Against the B&W DM602
The occasional comments above comparing the C-2 with the Energy Veritas v2.8 are (hopefully) interesting, but where does the C-2 stand in comparison with something nearer to it in price and size. To determine this, I compared it with the B&W DM602 (reviewed by Steven Stone in the Fall 1996 issue—Vol.2 No.3—of the Stereophile Guide to Home Theater). In almost every particular I preferred the Energy. Its top end was sweeter, yet even more pristinely detailed, its bass went noticeably deeper, its midbass and midrange had more natural warmth.

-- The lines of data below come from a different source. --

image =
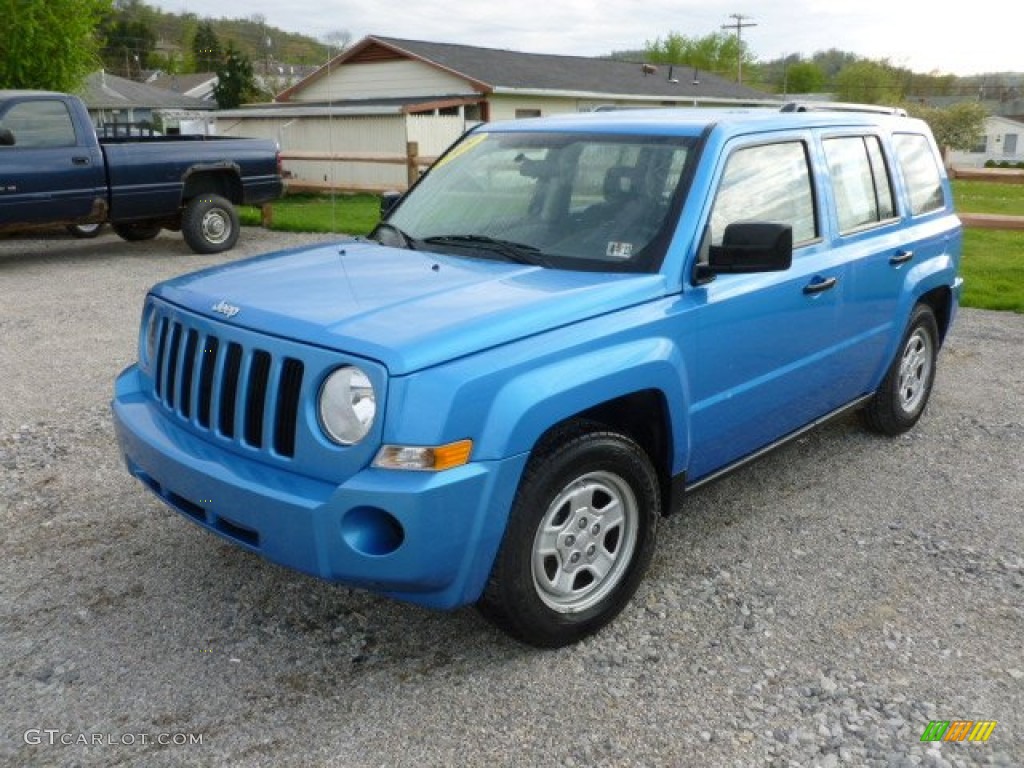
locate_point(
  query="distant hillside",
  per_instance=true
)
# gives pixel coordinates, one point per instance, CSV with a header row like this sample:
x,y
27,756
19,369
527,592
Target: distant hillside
x,y
158,38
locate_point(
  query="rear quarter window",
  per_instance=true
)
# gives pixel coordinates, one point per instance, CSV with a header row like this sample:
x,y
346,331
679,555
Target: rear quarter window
x,y
921,172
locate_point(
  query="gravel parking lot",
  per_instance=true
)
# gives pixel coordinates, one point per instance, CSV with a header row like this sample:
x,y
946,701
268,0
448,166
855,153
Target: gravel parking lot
x,y
817,608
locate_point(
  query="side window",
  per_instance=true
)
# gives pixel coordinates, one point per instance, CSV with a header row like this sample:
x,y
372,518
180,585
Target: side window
x,y
921,171
40,124
860,181
768,182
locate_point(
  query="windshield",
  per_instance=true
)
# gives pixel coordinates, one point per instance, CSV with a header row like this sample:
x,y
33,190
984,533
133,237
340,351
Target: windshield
x,y
565,200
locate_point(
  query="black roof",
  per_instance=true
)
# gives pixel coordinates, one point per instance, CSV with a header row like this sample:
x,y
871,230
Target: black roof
x,y
508,69
497,69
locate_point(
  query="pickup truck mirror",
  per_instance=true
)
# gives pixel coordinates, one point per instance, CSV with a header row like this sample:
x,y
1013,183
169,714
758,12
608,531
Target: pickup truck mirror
x,y
752,247
388,201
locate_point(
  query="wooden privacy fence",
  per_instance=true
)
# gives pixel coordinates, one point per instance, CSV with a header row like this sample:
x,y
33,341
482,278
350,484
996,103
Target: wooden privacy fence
x,y
413,161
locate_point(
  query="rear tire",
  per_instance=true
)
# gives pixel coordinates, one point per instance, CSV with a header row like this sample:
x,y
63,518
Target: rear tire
x,y
580,537
901,398
136,231
210,224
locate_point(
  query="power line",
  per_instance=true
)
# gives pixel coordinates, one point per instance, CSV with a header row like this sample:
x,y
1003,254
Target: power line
x,y
739,25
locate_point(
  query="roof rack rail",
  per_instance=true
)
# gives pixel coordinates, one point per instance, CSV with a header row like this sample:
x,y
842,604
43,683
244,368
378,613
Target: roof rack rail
x,y
841,107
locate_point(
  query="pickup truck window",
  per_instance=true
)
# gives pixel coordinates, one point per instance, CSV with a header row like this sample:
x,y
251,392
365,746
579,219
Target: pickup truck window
x,y
564,200
920,171
860,181
40,124
767,182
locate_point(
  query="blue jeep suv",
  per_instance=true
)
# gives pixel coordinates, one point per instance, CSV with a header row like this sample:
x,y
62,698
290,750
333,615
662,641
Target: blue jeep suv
x,y
563,326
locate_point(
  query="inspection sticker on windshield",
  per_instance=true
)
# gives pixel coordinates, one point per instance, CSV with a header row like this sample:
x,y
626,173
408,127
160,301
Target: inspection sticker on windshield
x,y
619,250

Much of this, of course, is dependent on the setup and the room; the position used for the pair of B&Ws was identical to that used for the C-2s. While it is possible that a nearer wall position would better suit the ‘602s, by warming up the sound to better balance their too-crisp top, the playing field was level. (The lean sound of the B&Ws in my room surprised me, since JA’s measurements on the ‘602s indicate a somewhat elevated midbass response.) On the other hand, the B&W is considerably more sensitive than the C-2 and $150/pair cheaper. The DM602 performed well, but did not, for me, transcend its price. The Energy C-2 did.

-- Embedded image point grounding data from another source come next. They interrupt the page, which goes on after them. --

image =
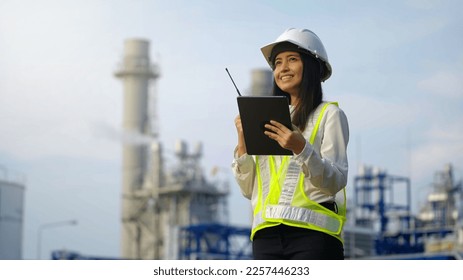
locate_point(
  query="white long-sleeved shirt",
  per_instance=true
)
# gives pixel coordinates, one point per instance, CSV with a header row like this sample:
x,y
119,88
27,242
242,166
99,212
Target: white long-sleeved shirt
x,y
324,163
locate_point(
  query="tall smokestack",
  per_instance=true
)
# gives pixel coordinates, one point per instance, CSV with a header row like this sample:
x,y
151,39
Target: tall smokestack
x,y
136,73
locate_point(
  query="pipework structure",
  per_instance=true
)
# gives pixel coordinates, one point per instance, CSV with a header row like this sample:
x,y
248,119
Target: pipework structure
x,y
157,202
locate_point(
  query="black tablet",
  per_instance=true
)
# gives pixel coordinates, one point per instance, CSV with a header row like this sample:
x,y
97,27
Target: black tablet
x,y
255,112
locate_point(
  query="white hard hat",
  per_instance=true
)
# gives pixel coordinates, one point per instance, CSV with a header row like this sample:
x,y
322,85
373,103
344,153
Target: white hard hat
x,y
305,40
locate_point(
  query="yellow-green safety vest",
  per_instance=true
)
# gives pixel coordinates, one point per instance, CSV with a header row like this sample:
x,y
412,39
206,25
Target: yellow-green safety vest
x,y
284,201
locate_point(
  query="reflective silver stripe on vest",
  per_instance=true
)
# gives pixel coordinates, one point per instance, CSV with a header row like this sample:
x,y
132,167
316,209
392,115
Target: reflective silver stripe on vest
x,y
291,182
263,163
303,215
258,219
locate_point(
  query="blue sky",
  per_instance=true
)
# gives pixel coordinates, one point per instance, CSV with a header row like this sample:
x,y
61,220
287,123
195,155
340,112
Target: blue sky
x,y
397,73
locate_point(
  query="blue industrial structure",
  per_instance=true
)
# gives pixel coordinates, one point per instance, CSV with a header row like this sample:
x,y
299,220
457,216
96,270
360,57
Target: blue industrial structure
x,y
435,233
215,241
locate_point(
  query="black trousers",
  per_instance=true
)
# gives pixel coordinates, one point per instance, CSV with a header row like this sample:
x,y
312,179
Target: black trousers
x,y
292,243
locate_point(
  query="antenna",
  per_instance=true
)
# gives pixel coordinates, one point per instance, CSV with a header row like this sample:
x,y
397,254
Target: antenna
x,y
237,90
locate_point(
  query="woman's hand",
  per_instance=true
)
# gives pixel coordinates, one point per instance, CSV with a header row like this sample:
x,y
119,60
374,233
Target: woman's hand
x,y
241,148
286,138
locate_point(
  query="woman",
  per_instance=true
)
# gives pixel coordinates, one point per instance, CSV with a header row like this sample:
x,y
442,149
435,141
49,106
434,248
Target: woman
x,y
295,199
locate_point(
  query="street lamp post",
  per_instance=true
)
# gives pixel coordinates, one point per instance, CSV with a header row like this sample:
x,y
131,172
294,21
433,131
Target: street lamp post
x,y
47,226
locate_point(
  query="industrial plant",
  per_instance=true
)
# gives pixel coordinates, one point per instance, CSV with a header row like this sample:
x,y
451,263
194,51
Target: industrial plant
x,y
178,213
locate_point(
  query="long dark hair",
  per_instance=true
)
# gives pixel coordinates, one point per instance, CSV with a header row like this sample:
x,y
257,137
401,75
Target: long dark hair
x,y
310,91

Description: Two-way, reflex-loaded, stand-mounted loudspeaker. Drive-units: 1″ aluminum-dome tweeter, 6.5″ woofer with injection-molded, aluminum/polypropylene cone. Crossover frequency: 1.8kHz. Frequency response: 40Hz–25kHz ±3dB. Sensitivity: 88dB/W/m, anechoic. Nominal impedance: 8 ohms (4.5 ohms, minimum). Recommended amplifier power: 30–130Wpc.
Dimensions: 17.75″ H by 9.7″ W by 9.75″ D. Weight: 38 lbs/pair.
Serial numbers of units reviewed: 005866/7, 009248/9.